The content of the language used here is in stark contrasdt to new mindsets
around organisational development and leadership noted earlier. However, the
language of top-down models persists, and as a result much of our existing
language of change is encumbered with concepts developed in more stable
environments, therefore acting to preserve the status quo.

MORPHING MINDSETS
Marshak talks of the need to create new words that better express continuous
whole system change, described, in terms of a morphing mind-set that could be
used as a generative metaphor or analogy to advance our thinking about
managing change.
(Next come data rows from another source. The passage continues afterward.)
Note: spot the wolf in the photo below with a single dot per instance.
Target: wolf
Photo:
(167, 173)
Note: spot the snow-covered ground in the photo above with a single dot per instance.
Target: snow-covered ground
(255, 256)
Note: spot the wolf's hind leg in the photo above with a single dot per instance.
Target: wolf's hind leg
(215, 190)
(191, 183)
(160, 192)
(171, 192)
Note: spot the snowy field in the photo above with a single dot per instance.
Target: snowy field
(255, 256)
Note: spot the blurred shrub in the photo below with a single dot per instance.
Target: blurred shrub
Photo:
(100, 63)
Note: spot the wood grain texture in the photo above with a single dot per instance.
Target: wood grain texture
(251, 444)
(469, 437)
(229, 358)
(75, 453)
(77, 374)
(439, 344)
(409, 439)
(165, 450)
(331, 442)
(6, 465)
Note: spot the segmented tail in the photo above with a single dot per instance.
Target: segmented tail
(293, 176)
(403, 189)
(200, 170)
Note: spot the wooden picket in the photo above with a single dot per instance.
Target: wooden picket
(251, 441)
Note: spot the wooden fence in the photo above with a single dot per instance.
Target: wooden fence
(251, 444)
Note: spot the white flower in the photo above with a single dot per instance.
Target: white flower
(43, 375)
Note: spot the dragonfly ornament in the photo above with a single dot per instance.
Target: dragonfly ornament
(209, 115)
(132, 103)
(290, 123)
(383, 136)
The key principles of morphing are outlined below:
-Creating limited organisational structures and principles such that there is both
enough form and fluidity for rapid, organised action.
-Creating resource flexibility in terms of both availability and application.
-Ensuring organisational learning to quickly develop and deploy new
competencies.
-Bridging from the present to the future with clear transition processes while
avoiding focusing on the future to the detriment of the present.
-Having top management mind-sets that fully embrace the concepts of
continuous change and flexible organisational forms.

THE SHIFT IN FOCUS FOR HR


We follow Pfeffers argument that the ability to identify and help others discover
their mind-sets and mental models, and the capability to change these when
necessary, are probably among the most critical capabilities and HR professional
can have or acquire. Mental models are deeply ingrained assumptions that affect
the way individuals think about people, situations and organisations.
This requires a sensitivity to language, power and politics in shaping processes
and outcomes of change efforts.
We argue that it is important, therefore, that change leaders are conversationally
responsible, that is willing to take ownership of the way they speak and listen,
and the practical and ethical consequences of this.

BRIDGING THE KNOWING-DOING GAP


Pfeffer observes the relatively limited diffusion of ideas and business models in
contemporary organisations, commenting that this may appear a strange
conclusion within a world where there are entire industries set up to spread new
concepts and practices such as Six Sigma and Total Quality Management.